Completando 18 anos de existência, a Abrajas (Associação dos Beneficiários da Rodovia João Adão Scheeren), mantém o consagrado modelo de parceria público-privada com o setor produtivo que faz o asfalto chegar na lavoura.
Nesse momento a associação conduz o projeto de pavimentação na MT-422, no município de Santa Carmem, entre o Rio Tartaruga e o local conhecido como Sete Placas. O trecho de 40 km começou a ser pavimentado em junho do ano passado, quando foram cobertos 5 km.
Na semana passada, a estrada de terra voltou a ser coberta.
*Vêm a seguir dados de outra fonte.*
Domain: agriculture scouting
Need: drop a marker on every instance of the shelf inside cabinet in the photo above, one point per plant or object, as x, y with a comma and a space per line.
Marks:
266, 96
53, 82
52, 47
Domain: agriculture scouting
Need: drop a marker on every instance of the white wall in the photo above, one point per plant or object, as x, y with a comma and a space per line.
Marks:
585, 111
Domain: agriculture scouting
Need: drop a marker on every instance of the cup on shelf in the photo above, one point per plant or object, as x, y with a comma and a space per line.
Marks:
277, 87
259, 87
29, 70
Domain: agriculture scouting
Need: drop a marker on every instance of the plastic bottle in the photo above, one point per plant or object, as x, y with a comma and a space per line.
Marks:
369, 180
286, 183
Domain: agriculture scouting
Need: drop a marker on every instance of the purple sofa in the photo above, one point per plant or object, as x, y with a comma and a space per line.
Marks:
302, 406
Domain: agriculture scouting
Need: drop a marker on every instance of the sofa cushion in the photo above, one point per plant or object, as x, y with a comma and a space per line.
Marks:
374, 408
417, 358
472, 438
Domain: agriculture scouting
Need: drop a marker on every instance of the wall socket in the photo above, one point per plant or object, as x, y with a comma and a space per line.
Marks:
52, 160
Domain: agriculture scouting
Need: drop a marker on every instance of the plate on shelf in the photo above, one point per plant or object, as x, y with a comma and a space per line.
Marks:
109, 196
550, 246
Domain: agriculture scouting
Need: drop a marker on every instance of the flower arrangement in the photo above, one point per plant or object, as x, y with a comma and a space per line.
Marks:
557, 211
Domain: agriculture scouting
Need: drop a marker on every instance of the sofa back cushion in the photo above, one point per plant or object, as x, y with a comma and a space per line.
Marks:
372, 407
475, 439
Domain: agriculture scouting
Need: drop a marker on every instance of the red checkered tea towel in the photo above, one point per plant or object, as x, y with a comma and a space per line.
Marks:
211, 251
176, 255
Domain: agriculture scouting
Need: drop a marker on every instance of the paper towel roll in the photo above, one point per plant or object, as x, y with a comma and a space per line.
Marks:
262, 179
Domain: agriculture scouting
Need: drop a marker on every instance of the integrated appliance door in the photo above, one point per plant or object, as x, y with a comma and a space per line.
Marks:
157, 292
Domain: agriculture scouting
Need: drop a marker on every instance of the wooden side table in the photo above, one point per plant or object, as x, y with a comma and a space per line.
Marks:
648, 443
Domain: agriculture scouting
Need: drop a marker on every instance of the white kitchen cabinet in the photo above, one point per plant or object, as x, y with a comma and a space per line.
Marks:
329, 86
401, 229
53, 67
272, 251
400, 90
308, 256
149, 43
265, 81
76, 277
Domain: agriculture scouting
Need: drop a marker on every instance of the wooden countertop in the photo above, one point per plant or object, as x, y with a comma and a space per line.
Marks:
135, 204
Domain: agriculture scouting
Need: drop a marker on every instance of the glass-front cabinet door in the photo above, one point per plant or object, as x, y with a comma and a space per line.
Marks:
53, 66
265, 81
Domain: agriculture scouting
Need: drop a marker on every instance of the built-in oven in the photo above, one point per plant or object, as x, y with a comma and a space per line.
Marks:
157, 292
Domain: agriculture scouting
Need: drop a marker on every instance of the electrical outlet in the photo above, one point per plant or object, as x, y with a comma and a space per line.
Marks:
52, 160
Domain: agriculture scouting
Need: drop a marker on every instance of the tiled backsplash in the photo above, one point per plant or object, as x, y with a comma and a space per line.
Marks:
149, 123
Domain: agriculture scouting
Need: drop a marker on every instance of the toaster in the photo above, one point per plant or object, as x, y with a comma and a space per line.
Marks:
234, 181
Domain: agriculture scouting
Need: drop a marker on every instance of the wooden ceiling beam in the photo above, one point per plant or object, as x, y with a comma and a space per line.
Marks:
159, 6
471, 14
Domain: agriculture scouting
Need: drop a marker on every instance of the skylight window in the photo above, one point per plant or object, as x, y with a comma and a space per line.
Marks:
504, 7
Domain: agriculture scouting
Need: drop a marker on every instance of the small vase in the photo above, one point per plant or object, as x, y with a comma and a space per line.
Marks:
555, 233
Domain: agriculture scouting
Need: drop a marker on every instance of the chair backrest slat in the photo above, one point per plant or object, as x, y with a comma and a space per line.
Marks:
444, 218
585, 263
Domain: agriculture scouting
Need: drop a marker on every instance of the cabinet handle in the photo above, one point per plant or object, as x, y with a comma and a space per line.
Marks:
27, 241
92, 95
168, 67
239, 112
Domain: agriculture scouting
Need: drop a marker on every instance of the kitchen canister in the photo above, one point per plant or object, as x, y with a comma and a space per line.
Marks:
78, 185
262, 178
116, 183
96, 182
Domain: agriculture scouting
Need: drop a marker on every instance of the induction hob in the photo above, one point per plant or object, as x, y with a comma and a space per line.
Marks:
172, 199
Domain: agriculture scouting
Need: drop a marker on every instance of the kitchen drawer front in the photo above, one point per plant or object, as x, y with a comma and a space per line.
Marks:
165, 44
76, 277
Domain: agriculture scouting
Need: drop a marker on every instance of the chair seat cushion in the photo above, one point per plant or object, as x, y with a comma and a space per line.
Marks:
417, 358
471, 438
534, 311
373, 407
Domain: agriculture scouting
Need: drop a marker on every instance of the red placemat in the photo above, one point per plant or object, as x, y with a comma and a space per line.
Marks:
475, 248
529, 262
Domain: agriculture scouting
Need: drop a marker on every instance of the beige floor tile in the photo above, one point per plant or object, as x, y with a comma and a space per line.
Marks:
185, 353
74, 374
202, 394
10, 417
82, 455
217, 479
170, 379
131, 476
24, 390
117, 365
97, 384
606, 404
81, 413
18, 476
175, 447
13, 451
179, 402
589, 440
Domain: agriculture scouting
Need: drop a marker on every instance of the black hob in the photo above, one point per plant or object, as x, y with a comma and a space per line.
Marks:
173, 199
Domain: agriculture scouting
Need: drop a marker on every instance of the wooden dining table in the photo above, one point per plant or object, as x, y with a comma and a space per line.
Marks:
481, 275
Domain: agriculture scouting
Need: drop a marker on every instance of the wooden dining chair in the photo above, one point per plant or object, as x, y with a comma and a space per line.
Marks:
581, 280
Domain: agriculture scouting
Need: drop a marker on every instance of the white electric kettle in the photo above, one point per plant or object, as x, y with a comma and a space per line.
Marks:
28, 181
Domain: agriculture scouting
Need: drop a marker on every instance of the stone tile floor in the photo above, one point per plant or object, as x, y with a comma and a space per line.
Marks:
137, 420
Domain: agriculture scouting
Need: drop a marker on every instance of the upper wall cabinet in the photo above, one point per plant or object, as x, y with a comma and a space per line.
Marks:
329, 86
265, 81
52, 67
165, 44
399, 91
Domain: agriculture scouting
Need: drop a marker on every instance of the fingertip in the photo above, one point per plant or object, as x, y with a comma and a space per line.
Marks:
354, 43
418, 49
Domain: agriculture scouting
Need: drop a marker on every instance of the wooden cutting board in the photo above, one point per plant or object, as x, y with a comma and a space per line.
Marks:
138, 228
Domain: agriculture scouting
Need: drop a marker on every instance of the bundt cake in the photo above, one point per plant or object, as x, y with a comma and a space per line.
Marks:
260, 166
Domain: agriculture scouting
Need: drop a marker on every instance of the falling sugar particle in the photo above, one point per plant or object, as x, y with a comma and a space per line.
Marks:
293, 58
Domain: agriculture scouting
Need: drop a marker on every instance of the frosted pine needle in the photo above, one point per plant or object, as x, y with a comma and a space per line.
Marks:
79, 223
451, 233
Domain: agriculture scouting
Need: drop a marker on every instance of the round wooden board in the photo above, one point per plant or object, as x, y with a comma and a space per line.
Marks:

Uma equipe de trabalho fez a imprimação da via, que deve receber a capa asfáltica esta semana. “As galerias de drenagem e os bueiros estão todos prontos no trecho de 40km. Nossa expectativa é de que até setembro desse ano [quando começam as chuvas], teremos mais 25km da rodovia pavimentados”, revelou o presidente da Associação, Agenor Pelissa.
A conclusão deve ocorrer em 2022, após o período das chuvas. A obra está orçada em R$ 35 milhões e é executada por uma empreiteira contratada. Desse valor, 84% é bancado pelo Governo do Estado. Os 16% restante vem dos produtores rurais da região. “A contribuição que a Associação pede é que cada produtor beneficiado pela via doe o equivalente a uma saca de soja por hectare de lavoura aberta. Já os recursos do Estado vem do Fethab, um fundo abastecido pelo agronegócio e que tem como função promover a melhoria da malha viária”, acrescentou Pelissa.
Mais do que ajudar a pagar a conta, a Associação provocou essa obra. Criada em 2003, a Abrajas surgiu com o propósito de pavimentar a MT-140, no trecho entre Sinop a Santa Carmem (36km), e seguir na MT-422 até o Rio Tartaruga (38km). Em 2008 a associação cumpriu sua missão, concluindo a obra.
Ao invés de dissolver a associação, a diretoria decidiu manter a Abrajas ativa e pleitear uma nova parceria para estender a pavimentação. A meta era seguir o caminho a partir do Rio Tartaruga até a Sete Placas.
Depois de 3 diferentes governos, a associação recebe uma sinalização positiva em 2019, já na gestão Mauro Mendes. A orientação do Estado era para que a associação fizesse o projeto de pavimentação, o que facilitaria a aprovação. “O Fethab tinha recursos, o problema é que o Estado não tinha projetos”, lembrou Pelissa.
Através da Associação, os produtores desembolsaram R$ 780 mil para contratar o projeto. O documento foi recepcionado pelo vice-governador Otaviano Pivetta e o processo andou.
Agora a associação se prepara para uma nova etapa, assim que a pavimentação até as Sete Placas for concluída. A ideia é seguir o caminho até a conecção com a MT-423, onde a malha viária se interliga os municípios de Claudia e União do Sul. “Com mais esse trecho teríamos uma malha viária ramificada, excelente para escoar a safra”, pontuou Pelissa.
Nesse novo trecho, ainda em fase de projeto, não há previsão de valores ou prazo de execução. A associação já tem a sinalização positiva do Estado para uma nova parceria.